The Fraser River’s unexpectedly strong sockeye salmon returns this year have renewed calls to accelerate the removal of open-net fish farms from BC’s coastal waters.
Marine scientists, First Nations leaders, and wild salmon experts say the surge, with some runs six times higher than forecast, is evidence that removing fish farms from key migration routes can help wild salmon rebound.
But with the federal government now delaying a full phase-out until 2029, experts warn that these gains could be short-lived.
As of August 11, Fisheries and Oceans Canada issued a notice allowing recreational fishers to keep two sockeye per day, fishing only a non-tidal stretch of the river from the Mission Bridge to Hope until Sept 1.
Closing Farms, Seeing Results
After years of pressure from First Nations and wild salmon researchers, the federal government started removing fish farms from critical migration routes. Since 2019, more than 40 farms have been shut down in the Broughton Archipelago and Discovery Islands.
This year’s sockeye returns are the same populations that migrated to sea after many of these closures. While ocean conditions, landslide repairs, and enhancement programs also play a role, marine biologist Alexandra Morton says the correlation is too strong to ignore.
“The fish that are coming back this year are the same family of fish that went missing in 2009,” Morton said. “I think this is probably the most successful government environmental policy ever.”
Fish Farms in BC: A Breeding Ground for Problems
BC’s open-net pen salmon farms, first established in the 1980s, hold hundreds of thousands of Atlantic salmon in floating cages directly in the ocean. Because the nets allow water and everything in it to pass freely, they create an ideal environment for parasites and pathogens to increase and spread to wild fish swimming past.

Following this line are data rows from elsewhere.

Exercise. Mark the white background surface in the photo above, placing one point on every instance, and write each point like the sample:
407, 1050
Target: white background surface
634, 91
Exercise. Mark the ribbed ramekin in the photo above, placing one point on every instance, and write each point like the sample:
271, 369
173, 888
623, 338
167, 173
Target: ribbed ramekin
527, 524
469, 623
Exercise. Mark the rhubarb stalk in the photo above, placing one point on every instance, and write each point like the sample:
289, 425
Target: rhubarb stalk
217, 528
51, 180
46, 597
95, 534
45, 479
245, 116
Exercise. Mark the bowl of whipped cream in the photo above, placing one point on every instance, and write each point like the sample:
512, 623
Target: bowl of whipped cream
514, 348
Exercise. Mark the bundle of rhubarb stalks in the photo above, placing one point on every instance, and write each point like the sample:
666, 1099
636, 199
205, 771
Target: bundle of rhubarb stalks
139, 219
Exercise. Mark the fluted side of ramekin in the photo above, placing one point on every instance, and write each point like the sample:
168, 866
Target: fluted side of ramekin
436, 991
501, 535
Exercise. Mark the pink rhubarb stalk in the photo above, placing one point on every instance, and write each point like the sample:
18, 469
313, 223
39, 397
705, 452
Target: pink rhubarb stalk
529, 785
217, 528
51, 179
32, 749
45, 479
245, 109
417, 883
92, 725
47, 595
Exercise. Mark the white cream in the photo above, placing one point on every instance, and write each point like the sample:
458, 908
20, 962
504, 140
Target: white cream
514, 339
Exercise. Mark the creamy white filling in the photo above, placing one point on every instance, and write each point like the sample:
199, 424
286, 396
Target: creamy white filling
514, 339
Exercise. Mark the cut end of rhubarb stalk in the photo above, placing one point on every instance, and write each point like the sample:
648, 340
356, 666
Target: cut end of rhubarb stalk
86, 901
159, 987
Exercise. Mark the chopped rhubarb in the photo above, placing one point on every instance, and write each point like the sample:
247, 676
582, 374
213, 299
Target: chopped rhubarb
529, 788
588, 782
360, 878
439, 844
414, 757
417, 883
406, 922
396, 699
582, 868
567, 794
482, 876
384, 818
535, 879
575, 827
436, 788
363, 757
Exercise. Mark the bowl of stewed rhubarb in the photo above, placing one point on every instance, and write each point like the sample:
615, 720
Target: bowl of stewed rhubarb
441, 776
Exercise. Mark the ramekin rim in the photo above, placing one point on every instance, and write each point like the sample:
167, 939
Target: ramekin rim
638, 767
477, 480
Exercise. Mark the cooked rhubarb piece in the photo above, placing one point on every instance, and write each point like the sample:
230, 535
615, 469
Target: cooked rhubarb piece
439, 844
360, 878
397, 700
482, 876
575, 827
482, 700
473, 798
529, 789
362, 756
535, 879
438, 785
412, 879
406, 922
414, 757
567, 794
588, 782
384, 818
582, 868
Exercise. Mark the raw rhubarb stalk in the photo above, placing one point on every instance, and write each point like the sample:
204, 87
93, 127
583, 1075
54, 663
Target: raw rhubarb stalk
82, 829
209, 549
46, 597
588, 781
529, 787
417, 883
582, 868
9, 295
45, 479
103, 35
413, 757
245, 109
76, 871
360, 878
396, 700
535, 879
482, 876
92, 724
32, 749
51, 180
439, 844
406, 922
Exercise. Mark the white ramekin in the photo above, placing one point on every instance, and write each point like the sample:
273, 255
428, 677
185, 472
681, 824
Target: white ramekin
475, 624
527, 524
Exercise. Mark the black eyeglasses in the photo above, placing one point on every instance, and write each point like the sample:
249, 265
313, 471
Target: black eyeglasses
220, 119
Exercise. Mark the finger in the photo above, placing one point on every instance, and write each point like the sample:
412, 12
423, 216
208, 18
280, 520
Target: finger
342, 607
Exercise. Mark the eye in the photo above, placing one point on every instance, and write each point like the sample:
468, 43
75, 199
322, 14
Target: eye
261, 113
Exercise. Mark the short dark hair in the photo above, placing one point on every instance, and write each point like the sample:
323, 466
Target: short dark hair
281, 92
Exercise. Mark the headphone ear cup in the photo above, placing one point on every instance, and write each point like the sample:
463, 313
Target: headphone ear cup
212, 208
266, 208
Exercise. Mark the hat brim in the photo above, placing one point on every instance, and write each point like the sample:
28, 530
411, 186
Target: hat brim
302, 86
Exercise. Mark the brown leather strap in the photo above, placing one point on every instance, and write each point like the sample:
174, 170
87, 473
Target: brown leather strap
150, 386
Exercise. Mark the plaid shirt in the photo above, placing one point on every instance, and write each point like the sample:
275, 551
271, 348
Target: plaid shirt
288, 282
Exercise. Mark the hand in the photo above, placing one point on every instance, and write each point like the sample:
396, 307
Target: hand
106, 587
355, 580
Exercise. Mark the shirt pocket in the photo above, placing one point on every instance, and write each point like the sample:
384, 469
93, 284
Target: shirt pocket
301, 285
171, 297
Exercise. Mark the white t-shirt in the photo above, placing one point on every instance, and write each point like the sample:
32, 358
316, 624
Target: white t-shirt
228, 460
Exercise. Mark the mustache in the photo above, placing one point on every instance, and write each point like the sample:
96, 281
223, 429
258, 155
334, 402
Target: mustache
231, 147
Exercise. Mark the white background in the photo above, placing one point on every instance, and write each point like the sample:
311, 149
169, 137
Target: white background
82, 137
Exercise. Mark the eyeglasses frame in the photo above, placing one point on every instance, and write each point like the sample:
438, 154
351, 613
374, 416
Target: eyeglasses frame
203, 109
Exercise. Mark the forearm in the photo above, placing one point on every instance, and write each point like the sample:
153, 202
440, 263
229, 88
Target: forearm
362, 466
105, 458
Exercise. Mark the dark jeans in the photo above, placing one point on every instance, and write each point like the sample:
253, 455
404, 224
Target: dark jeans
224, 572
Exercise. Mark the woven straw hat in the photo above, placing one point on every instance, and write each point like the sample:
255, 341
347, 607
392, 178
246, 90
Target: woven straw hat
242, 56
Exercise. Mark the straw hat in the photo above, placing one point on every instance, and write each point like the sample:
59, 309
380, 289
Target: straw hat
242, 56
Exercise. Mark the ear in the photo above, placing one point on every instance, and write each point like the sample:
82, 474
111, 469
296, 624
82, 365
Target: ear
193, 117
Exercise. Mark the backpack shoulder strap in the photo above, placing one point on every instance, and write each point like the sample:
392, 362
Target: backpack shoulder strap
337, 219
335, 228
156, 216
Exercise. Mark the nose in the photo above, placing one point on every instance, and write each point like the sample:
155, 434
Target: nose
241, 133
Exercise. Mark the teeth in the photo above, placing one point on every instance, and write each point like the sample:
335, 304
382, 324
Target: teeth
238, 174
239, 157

Over the decades, these farms have been placed directly along major migration corridors for Fraser River sockeye, Chinook, and other Pacific salmon species, especially in the Discovery Islands and Broughton Archipelago.
The most notorious threat is the parasitic salmon louse, a small crustacean that feeds on salmon skin, mucus, and blood. In the wild, lice are naturally present, but in low densities that rarely harm adult salmon. This is where the argument
On fish farms, however, lice infestations can reach levels hundreds of times higher than in the open ocean, turning the farms into parasite reservoirs. Juvenile wild salmon migrating past farms are particularly vulnerable.
A 2021 peer-reviewed analysis of BC salmon farms found that farm-adjacent juvenile salmon had salmon lice infestation rates up to nine times higher than those migrating through farm-free areas. In peak outbreak years, over 90% of sampled juvenile salmon near farms were infected. Such rates are far above the Fisheries and Oceans Canada own threshold for harm.
The Delayed Exit
Originally promised for 2025, the phase-out of all open-net pen fish farms in BC has been pushed back to 2029. Former Federal Fisheries Minister Diane Lebouthillier says the extension is to allow industry to transition to closed-containment or land-based systems. But critics fear the delay means four more years of exposure for young salmon to parasite outbreaks, viral transmission, and population losses.
The fish farm industry continues to assert that there is no link between salmon farms and the wild salmon decline. However, critics argue that much of the science cited by the industry may be compromised by conflicts of interest or lacks rigorous peer review. For example, a 2023 report provoked strong backlash from academics: over a dozen university-based scientists from institutions such as UBC, University of Toronto, Simon Fraser, and University of Victoria publicly condemned it for “serious scientific failings,” arguing it fell short of credible, peer-reviewed standards.